The aim of the supervised learning process was to train the output weights to minimize the difference between the predicted output and the desired outputs. This was achieved by minimizing an appropriate error function, which for simplicity the mean squared error (MSE) with a L2 weight penalty term was used5. The MSE was defined as

$$\begin{aligned} MSE = \sum _n \sum _i (Y_{ni} - {\tilde{Y}}_{ni})^2 - \lambda \sum _{ij} W_{ij}^2, \end{aligned}$$
(10)

where \(\lambda \) was a constant that controls the L2 penalty term. This was a hyper-parameter that was chosen through a grid search approach to find the value with the lowest MSE on the test part of data set. The penalty term limited the magnitude of the weights and stopped over-fitting the data. By using this error function the weights could be solved by using the ridge (or Tikhonov) regression method, such that the weights were computed using

$$\begin{aligned} {\mathbf {W}} = {\mathbf {Y}}^T {\mathbf {X}} \left( {\mathbf {X}}^T {\mathbf {X}}+ \lambda {\mathbf {I}} \right) ^{-1}, \end{aligned}$$
(11)

where \({\mathbf {I}}\) was the identity matrix and the matrix inverse was approximated using the pseudo-inverse. For further details on the reservoir computing approach, including the regression method for learning the weights, we direct the readers to Ref.5.

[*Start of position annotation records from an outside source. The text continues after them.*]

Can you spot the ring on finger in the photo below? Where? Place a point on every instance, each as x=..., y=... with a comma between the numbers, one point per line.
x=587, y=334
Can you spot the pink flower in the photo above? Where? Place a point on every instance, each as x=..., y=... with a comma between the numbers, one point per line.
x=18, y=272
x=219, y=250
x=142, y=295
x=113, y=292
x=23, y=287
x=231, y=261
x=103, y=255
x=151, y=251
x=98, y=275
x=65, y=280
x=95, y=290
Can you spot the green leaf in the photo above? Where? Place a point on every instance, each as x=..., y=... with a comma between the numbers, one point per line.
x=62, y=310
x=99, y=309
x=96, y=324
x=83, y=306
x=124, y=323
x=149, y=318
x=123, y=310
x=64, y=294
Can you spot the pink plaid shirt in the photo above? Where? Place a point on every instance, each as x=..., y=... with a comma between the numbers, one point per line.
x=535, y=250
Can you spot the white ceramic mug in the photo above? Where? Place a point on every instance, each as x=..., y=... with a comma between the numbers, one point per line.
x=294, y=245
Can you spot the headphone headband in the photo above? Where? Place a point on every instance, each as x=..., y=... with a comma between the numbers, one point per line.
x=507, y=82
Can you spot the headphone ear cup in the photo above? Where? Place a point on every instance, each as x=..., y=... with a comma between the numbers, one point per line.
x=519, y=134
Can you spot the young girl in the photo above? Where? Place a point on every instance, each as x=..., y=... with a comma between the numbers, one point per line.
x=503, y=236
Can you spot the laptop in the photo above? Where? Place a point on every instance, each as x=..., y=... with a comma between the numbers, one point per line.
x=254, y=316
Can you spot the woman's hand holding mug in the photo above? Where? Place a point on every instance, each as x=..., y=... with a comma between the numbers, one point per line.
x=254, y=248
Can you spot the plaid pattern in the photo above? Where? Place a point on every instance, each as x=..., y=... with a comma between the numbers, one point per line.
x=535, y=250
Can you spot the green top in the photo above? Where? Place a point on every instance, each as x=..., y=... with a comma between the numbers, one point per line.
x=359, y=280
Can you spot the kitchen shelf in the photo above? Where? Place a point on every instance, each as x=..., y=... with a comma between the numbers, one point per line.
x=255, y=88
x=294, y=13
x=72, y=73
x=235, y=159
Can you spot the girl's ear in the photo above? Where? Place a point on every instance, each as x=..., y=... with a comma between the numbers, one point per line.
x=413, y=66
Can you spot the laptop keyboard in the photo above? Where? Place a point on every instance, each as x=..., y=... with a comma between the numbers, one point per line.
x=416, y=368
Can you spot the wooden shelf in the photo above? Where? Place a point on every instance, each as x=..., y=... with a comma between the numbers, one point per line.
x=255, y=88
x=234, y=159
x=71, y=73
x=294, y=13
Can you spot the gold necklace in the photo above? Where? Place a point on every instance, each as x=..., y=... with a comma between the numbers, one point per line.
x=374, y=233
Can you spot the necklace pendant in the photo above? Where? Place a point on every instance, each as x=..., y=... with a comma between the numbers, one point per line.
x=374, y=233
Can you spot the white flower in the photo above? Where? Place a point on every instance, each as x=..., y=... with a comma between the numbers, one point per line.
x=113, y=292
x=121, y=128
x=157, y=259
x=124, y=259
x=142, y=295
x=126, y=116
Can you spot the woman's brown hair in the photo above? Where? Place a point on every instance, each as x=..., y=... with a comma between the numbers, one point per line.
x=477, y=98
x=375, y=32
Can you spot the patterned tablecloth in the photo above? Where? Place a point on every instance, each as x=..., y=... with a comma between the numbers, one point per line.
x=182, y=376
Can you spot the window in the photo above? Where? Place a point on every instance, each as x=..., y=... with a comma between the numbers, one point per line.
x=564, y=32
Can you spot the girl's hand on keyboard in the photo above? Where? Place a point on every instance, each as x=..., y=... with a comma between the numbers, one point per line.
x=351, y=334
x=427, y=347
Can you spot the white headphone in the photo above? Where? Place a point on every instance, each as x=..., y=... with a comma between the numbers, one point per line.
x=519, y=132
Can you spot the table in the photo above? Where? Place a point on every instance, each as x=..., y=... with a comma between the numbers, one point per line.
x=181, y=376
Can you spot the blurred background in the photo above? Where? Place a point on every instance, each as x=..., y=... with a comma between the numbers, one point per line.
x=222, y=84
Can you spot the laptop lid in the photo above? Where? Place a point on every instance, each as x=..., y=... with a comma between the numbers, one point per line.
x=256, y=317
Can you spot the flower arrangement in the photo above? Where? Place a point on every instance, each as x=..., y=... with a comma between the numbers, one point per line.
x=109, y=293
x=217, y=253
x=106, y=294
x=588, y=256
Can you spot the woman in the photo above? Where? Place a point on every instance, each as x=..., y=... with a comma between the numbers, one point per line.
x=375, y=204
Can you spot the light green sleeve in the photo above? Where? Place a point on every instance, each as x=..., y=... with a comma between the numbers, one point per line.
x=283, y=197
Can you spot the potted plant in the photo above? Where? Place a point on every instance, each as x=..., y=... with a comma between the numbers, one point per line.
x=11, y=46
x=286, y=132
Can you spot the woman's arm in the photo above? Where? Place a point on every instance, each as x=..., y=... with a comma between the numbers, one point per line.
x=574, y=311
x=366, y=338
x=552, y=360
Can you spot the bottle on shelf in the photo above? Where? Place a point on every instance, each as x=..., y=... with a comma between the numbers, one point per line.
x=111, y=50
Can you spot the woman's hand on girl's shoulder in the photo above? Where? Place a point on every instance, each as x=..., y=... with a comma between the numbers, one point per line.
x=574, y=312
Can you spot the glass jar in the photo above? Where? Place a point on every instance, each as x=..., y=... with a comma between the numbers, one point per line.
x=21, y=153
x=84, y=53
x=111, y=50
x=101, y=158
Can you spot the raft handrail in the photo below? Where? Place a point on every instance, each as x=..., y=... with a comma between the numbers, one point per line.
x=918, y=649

The amplitude of the driving field at each virtual neuron time segment was chosen to be the input while the frequency was kept fixed. Using this method for reservoir computing, there are several hyper-parameters which set the operating regime; \(H_0\), \(\Delta H\), \(\theta \) and \(N_v\). \(H_0\) and \(\Delta H\) set the field range for which the oscillator was acting in and thus how chaotic or non-linear the output was. \(\theta \) was the duration of each virtual neuron and thus was related to the rate of input to the system. Since the virtual neurons were connected sequentially in time, to make use of any internal memory of the system \(\theta \) had to be shorter than the fading memory time of the system. As we show in the results section, optimising these parameters led to a significant improvement in the performance.

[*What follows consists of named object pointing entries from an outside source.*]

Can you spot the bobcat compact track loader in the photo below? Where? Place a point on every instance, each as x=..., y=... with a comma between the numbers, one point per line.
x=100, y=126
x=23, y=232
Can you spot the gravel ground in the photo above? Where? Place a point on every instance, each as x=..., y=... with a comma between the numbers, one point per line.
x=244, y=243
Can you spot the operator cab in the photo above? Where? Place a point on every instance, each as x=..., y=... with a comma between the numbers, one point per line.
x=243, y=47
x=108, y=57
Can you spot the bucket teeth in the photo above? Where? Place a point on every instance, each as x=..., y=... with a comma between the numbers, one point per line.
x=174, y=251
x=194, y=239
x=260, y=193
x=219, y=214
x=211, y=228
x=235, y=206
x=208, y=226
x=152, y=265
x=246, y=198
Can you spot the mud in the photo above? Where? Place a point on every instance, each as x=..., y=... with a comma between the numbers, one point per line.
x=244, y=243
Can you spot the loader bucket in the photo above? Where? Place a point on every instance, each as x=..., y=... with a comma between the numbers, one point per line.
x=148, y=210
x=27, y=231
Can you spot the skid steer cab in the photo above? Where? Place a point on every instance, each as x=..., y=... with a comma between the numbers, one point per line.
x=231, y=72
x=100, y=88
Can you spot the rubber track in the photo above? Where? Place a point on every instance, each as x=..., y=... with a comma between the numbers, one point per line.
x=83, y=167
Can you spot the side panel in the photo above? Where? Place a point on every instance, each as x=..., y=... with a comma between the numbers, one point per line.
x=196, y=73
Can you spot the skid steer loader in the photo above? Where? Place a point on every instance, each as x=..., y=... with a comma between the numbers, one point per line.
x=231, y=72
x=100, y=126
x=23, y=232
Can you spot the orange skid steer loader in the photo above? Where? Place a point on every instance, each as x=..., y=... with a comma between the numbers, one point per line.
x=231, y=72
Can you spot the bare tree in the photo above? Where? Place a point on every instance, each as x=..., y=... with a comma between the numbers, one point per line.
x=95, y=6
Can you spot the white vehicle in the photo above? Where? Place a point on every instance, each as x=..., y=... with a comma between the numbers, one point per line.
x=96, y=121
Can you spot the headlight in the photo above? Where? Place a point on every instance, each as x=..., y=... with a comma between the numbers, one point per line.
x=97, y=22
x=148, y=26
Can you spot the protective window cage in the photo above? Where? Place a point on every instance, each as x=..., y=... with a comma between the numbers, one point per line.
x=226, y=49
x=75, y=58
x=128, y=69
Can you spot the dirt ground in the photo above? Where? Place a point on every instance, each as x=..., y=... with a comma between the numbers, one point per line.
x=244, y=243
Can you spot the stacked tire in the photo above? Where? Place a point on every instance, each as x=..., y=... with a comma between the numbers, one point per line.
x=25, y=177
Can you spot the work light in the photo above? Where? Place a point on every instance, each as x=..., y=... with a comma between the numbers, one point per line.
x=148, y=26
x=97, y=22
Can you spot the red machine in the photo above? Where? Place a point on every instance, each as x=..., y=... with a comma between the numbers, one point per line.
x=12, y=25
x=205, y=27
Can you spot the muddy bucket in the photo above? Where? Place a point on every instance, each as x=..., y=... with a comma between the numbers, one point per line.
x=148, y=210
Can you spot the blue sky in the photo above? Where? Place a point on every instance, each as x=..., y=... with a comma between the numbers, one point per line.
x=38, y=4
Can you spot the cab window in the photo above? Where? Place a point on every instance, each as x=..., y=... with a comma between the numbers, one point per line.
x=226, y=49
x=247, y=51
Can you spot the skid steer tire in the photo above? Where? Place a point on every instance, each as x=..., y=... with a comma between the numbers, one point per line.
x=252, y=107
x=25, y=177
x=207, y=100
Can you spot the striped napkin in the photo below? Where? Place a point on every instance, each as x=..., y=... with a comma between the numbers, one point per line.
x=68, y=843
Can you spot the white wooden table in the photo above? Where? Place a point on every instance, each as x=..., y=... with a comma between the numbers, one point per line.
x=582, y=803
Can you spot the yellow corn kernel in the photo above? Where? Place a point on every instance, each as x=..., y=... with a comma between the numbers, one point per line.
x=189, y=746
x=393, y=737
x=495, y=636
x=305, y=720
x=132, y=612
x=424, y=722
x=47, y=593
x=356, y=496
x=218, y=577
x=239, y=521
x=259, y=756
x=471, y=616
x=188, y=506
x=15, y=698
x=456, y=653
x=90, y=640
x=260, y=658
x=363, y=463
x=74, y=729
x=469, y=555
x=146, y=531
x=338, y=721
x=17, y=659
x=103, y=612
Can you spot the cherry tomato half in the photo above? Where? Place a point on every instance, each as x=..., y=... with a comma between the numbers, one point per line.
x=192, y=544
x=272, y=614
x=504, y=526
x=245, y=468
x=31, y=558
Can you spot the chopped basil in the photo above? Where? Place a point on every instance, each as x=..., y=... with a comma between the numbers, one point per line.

Non-temporal classification

An alternative method to transform the input values for non-temporal tasks is to use the transient dynamics from a fixed initial state, as described by Jensen et al.36 Since the device started from a fixed point it had no internal memory but the non-linear dynamics could transform the input such that it was separable by a hyper-plane.

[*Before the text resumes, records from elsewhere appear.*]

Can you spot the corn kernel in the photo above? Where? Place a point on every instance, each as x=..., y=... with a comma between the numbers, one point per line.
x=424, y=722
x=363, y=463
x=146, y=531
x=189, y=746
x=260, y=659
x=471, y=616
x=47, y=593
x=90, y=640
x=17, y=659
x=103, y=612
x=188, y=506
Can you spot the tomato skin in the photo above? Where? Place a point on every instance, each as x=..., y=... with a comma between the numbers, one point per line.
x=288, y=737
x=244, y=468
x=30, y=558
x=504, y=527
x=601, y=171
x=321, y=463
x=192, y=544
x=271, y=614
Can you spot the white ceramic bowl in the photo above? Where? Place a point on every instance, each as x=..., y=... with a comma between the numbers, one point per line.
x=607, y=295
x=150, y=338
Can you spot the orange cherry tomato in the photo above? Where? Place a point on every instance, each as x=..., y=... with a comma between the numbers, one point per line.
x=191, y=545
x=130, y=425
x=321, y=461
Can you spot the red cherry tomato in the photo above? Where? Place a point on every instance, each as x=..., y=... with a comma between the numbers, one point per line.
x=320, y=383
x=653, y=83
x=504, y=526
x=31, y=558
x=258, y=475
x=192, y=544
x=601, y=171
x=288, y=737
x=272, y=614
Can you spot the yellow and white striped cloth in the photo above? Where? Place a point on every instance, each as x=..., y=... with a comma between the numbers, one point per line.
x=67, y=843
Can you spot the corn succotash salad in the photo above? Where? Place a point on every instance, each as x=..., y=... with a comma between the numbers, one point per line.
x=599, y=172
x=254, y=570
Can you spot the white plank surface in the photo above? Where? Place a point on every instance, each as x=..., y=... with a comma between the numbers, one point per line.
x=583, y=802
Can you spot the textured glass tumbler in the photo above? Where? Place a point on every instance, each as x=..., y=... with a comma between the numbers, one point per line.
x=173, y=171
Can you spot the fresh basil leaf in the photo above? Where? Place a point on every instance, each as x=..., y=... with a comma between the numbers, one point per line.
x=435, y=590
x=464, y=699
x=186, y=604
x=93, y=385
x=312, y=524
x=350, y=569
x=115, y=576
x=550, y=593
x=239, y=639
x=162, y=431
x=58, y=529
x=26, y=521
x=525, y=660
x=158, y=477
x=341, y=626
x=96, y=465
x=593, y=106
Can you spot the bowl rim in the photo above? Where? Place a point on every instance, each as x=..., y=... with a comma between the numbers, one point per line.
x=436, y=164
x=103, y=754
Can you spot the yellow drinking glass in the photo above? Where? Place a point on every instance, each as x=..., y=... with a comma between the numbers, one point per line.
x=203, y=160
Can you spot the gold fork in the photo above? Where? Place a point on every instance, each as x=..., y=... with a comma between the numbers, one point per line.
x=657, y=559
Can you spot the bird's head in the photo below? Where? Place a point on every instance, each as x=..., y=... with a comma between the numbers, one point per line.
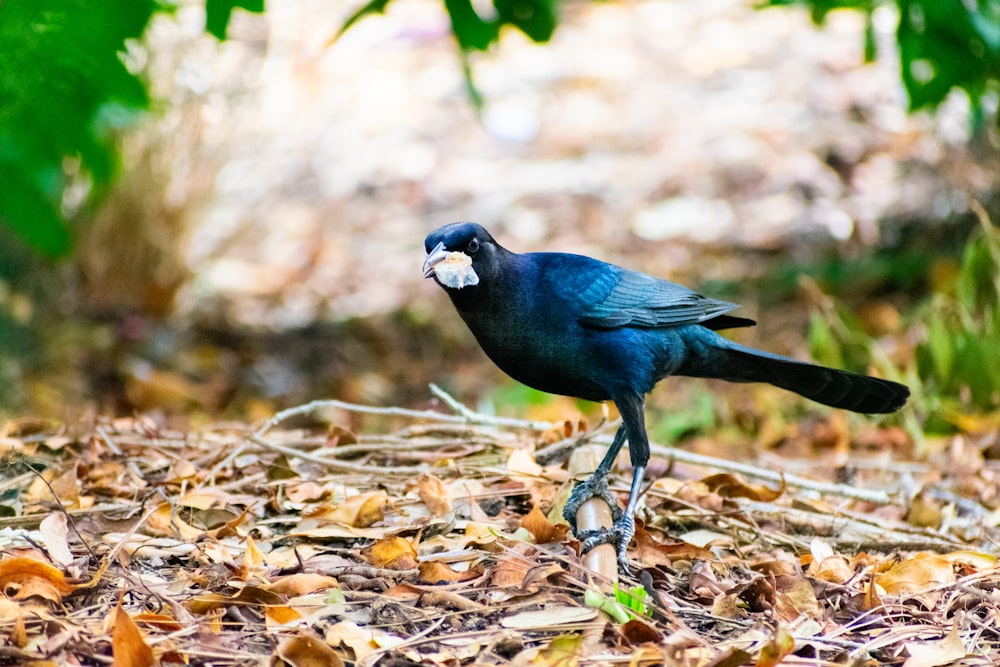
x=459, y=255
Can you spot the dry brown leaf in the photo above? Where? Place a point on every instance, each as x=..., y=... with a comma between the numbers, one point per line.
x=798, y=599
x=393, y=553
x=563, y=651
x=55, y=532
x=307, y=650
x=165, y=521
x=776, y=649
x=935, y=654
x=434, y=494
x=915, y=575
x=522, y=462
x=652, y=553
x=549, y=616
x=350, y=634
x=279, y=615
x=541, y=529
x=636, y=631
x=22, y=578
x=360, y=511
x=158, y=621
x=834, y=569
x=128, y=647
x=306, y=492
x=510, y=571
x=436, y=572
x=728, y=485
x=302, y=583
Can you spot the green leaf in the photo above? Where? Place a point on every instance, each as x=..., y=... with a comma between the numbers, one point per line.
x=32, y=214
x=218, y=13
x=61, y=77
x=472, y=31
x=535, y=18
x=373, y=7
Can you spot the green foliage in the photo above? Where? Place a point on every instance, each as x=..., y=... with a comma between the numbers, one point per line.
x=943, y=45
x=218, y=13
x=626, y=605
x=958, y=358
x=476, y=31
x=65, y=92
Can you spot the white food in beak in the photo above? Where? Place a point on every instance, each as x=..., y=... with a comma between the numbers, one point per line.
x=452, y=269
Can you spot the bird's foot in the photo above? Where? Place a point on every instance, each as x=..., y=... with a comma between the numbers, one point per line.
x=619, y=534
x=595, y=486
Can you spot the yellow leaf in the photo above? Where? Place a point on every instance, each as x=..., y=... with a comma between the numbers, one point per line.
x=307, y=650
x=394, y=553
x=128, y=647
x=433, y=493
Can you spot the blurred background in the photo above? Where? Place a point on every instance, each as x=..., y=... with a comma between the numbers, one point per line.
x=216, y=209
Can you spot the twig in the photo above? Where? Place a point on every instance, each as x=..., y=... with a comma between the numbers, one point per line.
x=479, y=418
x=342, y=466
x=842, y=490
x=465, y=416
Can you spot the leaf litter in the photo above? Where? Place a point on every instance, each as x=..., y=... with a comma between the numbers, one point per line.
x=434, y=538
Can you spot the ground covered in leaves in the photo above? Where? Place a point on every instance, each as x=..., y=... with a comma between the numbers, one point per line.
x=337, y=534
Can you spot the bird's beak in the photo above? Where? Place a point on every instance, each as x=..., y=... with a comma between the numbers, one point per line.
x=434, y=257
x=452, y=269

As in the previous methods, each input sample had a dimension of \(N_\text {in}\) and the n-th sample was represented by the vector \({\mathbf {u}}_n = \left[ u_{n1} \dots , u_{ni}, \dots , u_{nN_\text {in}} \right] \). The aim of this method was to transform each element of the input sample separately and concatenate the resulting output vectors to give a full transformed output sample, \({\mathbf {X}}_n = \left[ {\mathbf {X}}_{n0}, \dots , {\mathbf {X}}_{ni}, \dots , {\mathbf {X}}_{n N_\text {in}}, \right] \). Using this fully transformed vector a linear output perceptron was trained to classify the samples using the same ridge regression method given in Eq. (11).

The transformation process was as follows. First, the input data was rescaled so that each component was in the range [0, 1]. For each component of the input sample the DW position and tilt angle were reset to zero before being evolved for \(N_c\) cycles. The field magnitude was constant over all the cycles with a value of \(H_{ni} = H_0 + \Delta H u_{ni}\) for the i-th component of the n-th input sample with \(H_0\) and \(\Delta H\) again taken as scaling hyper-parameters. The DW position was sampled k times per cycle (i.e the neuron duration was \(\theta = 1/ kf\)) over this evolution to give \(N_v = k N_c\) virtual neurons for each component of the input. The sampled DW position for each component of the input was joined to give a final output vector of size \(N_\text {in} k N_c\) to which a linear perceptron was fitted.